Bupati Seluma Usulkan Program Rumah Burung Hantu ke Kementan untuk Atasi Hama Tikus
Ricky Jenihansen May 02, 2026 03:54 PM

 

Laporan Reporter TribunBengkulu.com, Yayan Hartono

TRIBUNBENGKULU.COM, SELUMA - Bupati Seluma, Teddy Rahman, mengusulkan program pembangunan rumah burung hantu kepada Kementerian Pertanian (Kementan) Republik Indonesia sebagai upaya mengatasi hama tikus di sektor pertanian.

Usulan tersebut disampaikan saat audiensi bersama Direktorat Perlindungan Tanaman Pangan Kementan, Kamis (30/4/2026).

Dalam pertemuan itu, Bupati Teddy Rahman didampingi Kepala Dinas Pertanian Seluma, Arian Sosial, untuk menyampaikan sejumlah program prioritas pertanian di Kabupaten Seluma.

Salah satu program yang diusulkan yakni pembangunan rumah burung hantu sebagai bagian dari pengendalian hama terpadu di kawasan pertanian.

Menurut Teddy Rahman, program tersebut dinilai efektif sebagai solusi alami untuk menekan populasi hama tikus yang selama ini menjadi ancaman utama bagi petani.

“Program rumah burung hantu ini menjadi solusi alami untuk menekan populasi hama tikus yang sering merusak tanaman petani,” jelasnya saat dikonfirmasi, Sabtu (2/5/2026).

Usulan Program Pertanian Lainnya

Selain program pengendalian hama, Bupati Seluma juga mengajukan sejumlah usulan lain, di antaranya rehabilitasi jaringan irigasi pertanian melalui program Calon Petani Calon Lokasi (CPCL).

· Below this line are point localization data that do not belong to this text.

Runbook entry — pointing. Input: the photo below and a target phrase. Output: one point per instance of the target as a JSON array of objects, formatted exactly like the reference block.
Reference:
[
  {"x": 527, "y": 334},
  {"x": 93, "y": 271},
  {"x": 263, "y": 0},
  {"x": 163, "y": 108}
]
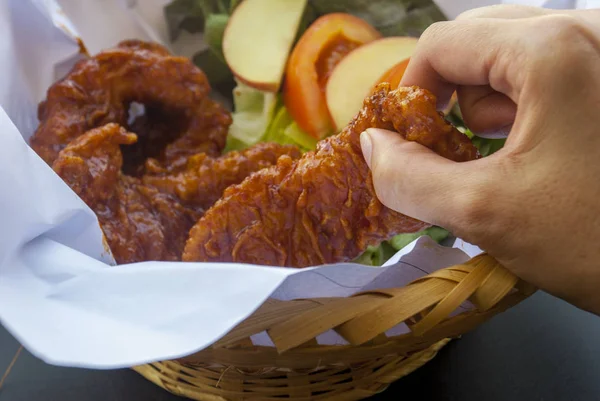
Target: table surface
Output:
[{"x": 542, "y": 349}]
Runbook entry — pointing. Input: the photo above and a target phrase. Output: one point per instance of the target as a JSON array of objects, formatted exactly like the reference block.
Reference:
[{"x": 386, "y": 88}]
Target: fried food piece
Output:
[
  {"x": 140, "y": 223},
  {"x": 201, "y": 182},
  {"x": 100, "y": 89},
  {"x": 323, "y": 208}
]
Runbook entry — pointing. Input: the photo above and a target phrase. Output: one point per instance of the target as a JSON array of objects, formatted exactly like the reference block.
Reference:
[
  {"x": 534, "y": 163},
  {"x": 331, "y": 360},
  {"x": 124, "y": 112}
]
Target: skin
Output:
[{"x": 534, "y": 205}]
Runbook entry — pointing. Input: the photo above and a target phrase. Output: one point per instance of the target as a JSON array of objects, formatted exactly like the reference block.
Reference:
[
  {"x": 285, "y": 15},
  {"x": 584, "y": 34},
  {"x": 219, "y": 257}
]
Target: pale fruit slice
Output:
[
  {"x": 355, "y": 76},
  {"x": 258, "y": 39}
]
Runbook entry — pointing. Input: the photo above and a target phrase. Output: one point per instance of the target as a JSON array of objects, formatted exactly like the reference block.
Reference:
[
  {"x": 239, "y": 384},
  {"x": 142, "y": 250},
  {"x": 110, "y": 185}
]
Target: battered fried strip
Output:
[
  {"x": 202, "y": 181},
  {"x": 323, "y": 208},
  {"x": 139, "y": 222},
  {"x": 99, "y": 90}
]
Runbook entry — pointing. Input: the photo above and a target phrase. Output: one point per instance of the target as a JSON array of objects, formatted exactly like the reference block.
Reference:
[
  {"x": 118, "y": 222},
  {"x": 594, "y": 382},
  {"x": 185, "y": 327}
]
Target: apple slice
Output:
[
  {"x": 258, "y": 39},
  {"x": 324, "y": 44},
  {"x": 354, "y": 77}
]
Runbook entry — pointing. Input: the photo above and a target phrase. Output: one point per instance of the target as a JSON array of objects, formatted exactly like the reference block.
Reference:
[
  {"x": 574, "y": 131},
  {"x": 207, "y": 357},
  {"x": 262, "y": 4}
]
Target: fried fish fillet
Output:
[{"x": 323, "y": 208}]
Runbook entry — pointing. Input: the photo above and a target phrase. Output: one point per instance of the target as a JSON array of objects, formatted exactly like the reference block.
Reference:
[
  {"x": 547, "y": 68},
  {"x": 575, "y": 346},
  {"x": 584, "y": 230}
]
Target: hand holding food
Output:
[
  {"x": 322, "y": 208},
  {"x": 533, "y": 205}
]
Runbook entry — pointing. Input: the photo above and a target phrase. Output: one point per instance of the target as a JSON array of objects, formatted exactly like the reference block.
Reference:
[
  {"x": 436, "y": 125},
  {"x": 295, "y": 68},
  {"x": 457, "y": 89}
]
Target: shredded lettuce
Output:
[
  {"x": 254, "y": 111},
  {"x": 262, "y": 117}
]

Ia menilai bahwa perbaikan sistem irigasi sangat penting untuk mendukung keberlanjutan produksi pertanian masyarakat.

“Perbaikan sistem irigasi sangat penting untuk mendukung keberlanjutan produksi pertanian masyarakat,” ujar Teddy Rahman.

Bupati juga mengusulkan sinkronisasi pembangunan infrastruktur pendukung pertanian guna meningkatkan produktivitas petani.

Menurutnya, keberadaan infrastruktur irigasi yang memadai akan sangat berpengaruh terhadap stabilitas hasil panen, terutama dalam menghadapi tantangan perubahan cuaca dan kondisi lingkungan.

Harapan Realisasi Program

Selain itu, dalam audiensi tersebut, Bupati Seluma juga mengusulkan program penanganan kerusakan lahan akibat banjir.

Ia berharap seluruh usulan yang disampaikan dapat segera direalisasikan oleh pemerintah pusat.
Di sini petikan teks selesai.